Qualche post fa scrivevamo dell’incredibile varietà linguistica del subcontinente indiano. A questa magnifica babele di lingue non manca il corrispettivo in termini di biodiversità animale.
Anzi, di biodiversità bovina.
Non tutti lo sanno, ma nel territorio indiano sino ad un secolo fa erano allevate 111 varietà di vacche autoctone. Da nord a sud, dai climi caldi ai climi più freddi, questo animale noto per la sua importanza simbolica e religiosa, si era adattato nei secoli per poter vivere in condizioni e ambienti diversi.
Di bassa statura o dalla stazza imponente, bianche o brune, con le corna o senza, dalle lunghe orecchie o meno, le vacche indiane sono sempre state alla base dell’economia delle famiglie e dei villaggi nelle zone rurali, fornendo latte e forza motrice, sia per lavorare la terra sia per spostare carri e carretti. Per la cronaca non è solo per la fornitura del latte che i bovini sono importanti. Se come si dice dalle nostre parti “del maiale non si butta via niente”, neppure della vacca si spreca alcun prodotto: latte, burro, ghee, sterco e urina sono i cinque principali prodotti usati nella quotidianità rurale indiana.
E di quanto le mucche siano al centro della vita indiana, ne abbiamo già parlato.
Ma se da un censimento del 1947 queste varietà si contavano appunto in numero maggiore al centinaio, nel 2013 il numero si era ridotto ad un terzo.
Solo 37 le varietà rimaste!!!
Perché si è verificato tutto ciò?
Nel corso degli ultimi decenni nelle campagne indiane sono state introdotte razze bovine ibride, in apparenza più produttive, più resistenti e meno bisognose di cure veterinarie. Spinti da previsioni di guadagno maggiori e sostenuti dai governi locali – a loro volta “stimolati” da altri poteri -, gli allevatori indiani hanno dunque rimpiazzato in modo progressivo le vecchie varietà bovine, decretando di fatto la scomparsa di molte di queste.
Addirittura in alcuni stati indiani l’allevamento delle varietà autoctone, ritenuto dispendioso e potenzialmente pericoloso dal punto di vista igienico sanitario, è stato vietato dalla legge.
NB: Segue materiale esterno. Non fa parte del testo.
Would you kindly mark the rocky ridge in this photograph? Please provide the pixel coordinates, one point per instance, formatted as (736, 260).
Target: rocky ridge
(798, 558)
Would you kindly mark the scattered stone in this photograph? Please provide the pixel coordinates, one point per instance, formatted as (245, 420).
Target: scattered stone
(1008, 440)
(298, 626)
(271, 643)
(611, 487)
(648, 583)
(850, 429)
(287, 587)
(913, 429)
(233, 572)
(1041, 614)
In questo scenario assurdo, ma purtroppo molto realistico e non isolato al mondo della zootecnia – basti pensare al caso delle sementi Monsanto – un uomo ha avviato all’inizio degli anni ’90 la propria pacifica battaglia in difesa delle antiche razze bovine.
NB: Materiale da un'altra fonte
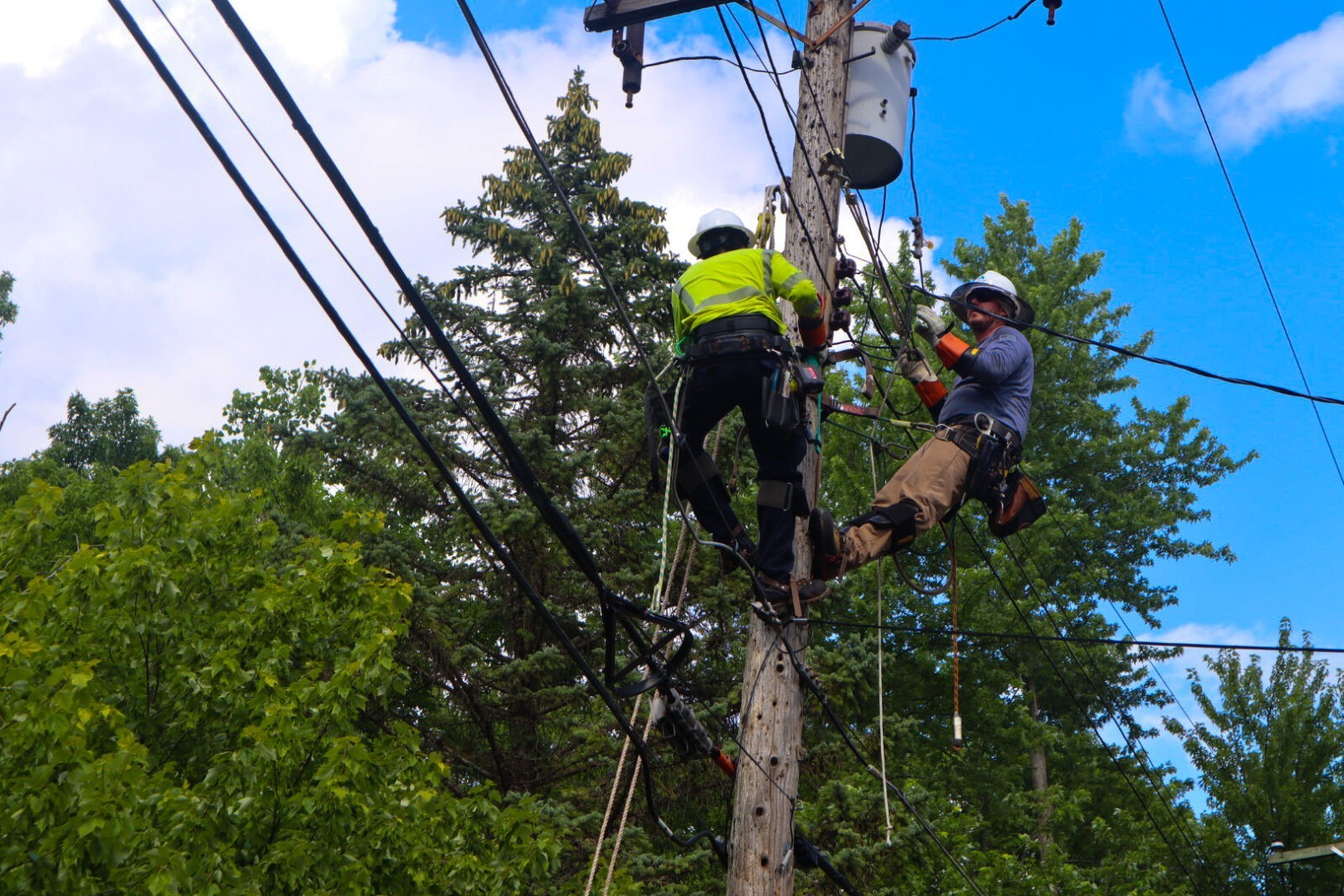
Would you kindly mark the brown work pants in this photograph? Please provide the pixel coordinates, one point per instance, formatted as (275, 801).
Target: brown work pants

Lui è Chandran Master, insegnante keralese in pensione che nella sua fattoria è riuscito sino ad oggi a salvare dall’oblio 17 varietà bovine indigene. Fra queste figura la Vechur, la vacca più piccola del mondo alta appena 80 centimetri. Le cura con attenzione e rispetto, aiutato dall’amico di lunga data Thomas, e spiega che per questi animali indigeni è importante mangiare erbe e foglie di piante autoctone. Secondo i suoi studi, i bovini autoctoni indiani mangiano nel corso della loro vita non meno di 50 diverse specie vegetali, molte delle quali dalle importanti varietà curative.
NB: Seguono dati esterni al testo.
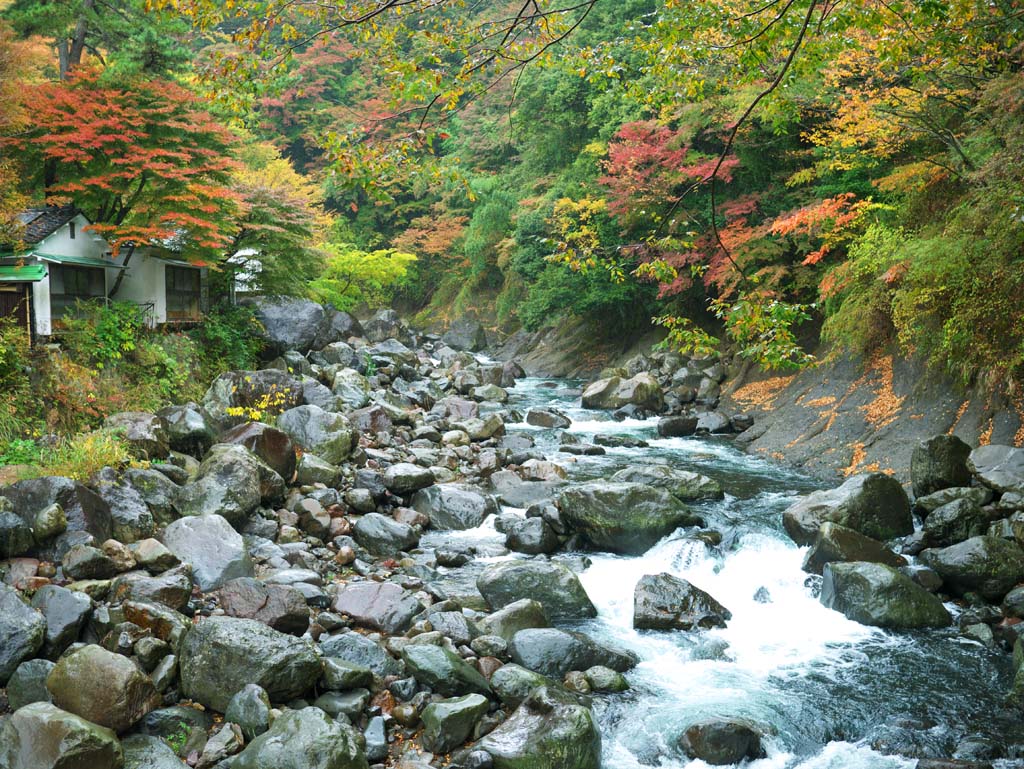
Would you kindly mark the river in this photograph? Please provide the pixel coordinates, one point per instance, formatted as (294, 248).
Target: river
(824, 687)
Queste sostanze ingerite permettono al latte munto di essere ricco di tali principi, e di essere più sano del latte munto da bovini ibridi nutriti con mangimi e prodotti trattati chimicamente. Secondo le sue stime inoltre non è affatto vero che le razze autoctone siano poche produttive. A fronte di pochi litri di latte prodotti quotidianamente, la vita media di questi animali è molto più lunga, e con essa il periodo di tempo in cui essi producono il latte.
Ci uniamo a Chandran nella sua pacifica ed eroica missione, quella di salvare dall’estinzione e dall’ignoranza questi miti e preziosi animali, nella speranza che qualcun altro raccolga il testimone e si attivi per proteggerli con efficaci provvedimenti.